To do a scheduled reboot at midnight put to following code into the system contrab file /etc/crontab

```
@midnight root /sbin/shutdown -r now
```
I have not tested this, but it should work. For more information see crontab(5)


----------



## wblock@ (Oct 14, 2011)

`# shutdown -r now`
is preferred because it allows services to stop cleanly.
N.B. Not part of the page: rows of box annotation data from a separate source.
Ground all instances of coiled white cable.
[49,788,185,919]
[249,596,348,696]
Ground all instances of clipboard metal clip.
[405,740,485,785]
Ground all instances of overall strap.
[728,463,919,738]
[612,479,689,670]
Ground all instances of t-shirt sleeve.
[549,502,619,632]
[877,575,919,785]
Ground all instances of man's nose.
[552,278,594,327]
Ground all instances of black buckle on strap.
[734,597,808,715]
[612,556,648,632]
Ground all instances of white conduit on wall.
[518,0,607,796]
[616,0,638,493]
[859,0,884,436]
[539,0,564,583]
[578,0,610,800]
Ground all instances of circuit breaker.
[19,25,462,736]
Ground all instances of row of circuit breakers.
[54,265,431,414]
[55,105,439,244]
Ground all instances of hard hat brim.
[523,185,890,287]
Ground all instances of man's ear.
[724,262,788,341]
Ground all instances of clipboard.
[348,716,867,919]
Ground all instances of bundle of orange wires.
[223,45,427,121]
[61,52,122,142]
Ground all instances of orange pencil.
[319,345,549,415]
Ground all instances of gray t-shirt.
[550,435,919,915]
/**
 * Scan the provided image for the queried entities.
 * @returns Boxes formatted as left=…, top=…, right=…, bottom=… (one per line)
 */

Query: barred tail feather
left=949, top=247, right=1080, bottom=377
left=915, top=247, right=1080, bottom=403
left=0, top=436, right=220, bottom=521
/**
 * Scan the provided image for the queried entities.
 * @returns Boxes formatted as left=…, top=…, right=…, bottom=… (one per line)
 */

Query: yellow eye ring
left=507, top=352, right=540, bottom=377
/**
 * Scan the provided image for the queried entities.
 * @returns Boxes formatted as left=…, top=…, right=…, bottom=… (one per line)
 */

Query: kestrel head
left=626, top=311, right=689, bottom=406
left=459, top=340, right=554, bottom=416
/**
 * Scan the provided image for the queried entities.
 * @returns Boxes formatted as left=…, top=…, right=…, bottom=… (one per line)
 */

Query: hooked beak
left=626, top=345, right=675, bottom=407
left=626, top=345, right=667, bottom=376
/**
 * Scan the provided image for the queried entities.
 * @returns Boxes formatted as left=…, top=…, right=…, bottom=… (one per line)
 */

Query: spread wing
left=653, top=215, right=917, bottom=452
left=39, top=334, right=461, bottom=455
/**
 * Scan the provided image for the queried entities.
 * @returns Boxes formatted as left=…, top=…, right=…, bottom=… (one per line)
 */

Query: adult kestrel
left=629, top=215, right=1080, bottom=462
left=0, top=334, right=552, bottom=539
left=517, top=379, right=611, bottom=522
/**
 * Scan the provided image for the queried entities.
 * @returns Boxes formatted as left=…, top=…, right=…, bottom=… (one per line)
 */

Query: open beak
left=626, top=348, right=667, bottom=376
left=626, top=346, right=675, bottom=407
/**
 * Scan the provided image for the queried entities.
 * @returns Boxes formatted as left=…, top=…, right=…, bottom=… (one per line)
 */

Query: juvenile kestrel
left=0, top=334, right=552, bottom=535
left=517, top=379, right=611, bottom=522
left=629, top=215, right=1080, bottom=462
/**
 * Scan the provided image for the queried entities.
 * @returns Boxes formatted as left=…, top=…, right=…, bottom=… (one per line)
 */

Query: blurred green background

Fixing the problem is better yet.  Clearly it's not a hardware problem.  With extra machines, finding the software problem shouldn't be too hard.  Set up one machine for a test, make sure it crashes on schedule, change one thing at a time until it doesn't crash on schedule.


----------



## Alt (Oct 14, 2011)

Better if you will do
	
	



```
shutdown -r +5
```
This will broadcast to users about reboot in 5minutes, so they can save their work


----------



## mfaridi (Oct 14, 2011)

thanks all guys , but my server is NAT and samba server and I want reboot in midnight when nobody work  with their system and and they are in house . if I find way to solve this problem it is better than reboot system before 26  hours


----------



## mfaridi (Oct 14, 2011)

wblock@ said:
			
		

> `# shutdown -r now`
> is preferred because it allows services to stop cleanly.
> 
> Fixing the problem is better yet.  Clearly it's not a hardware problem.  With extra machines, finding the software problem shouldn't be too hard.  Set up one machine for a test, make sure it crashes on schedule, change one thing at a time until it doesn't crash on schedule.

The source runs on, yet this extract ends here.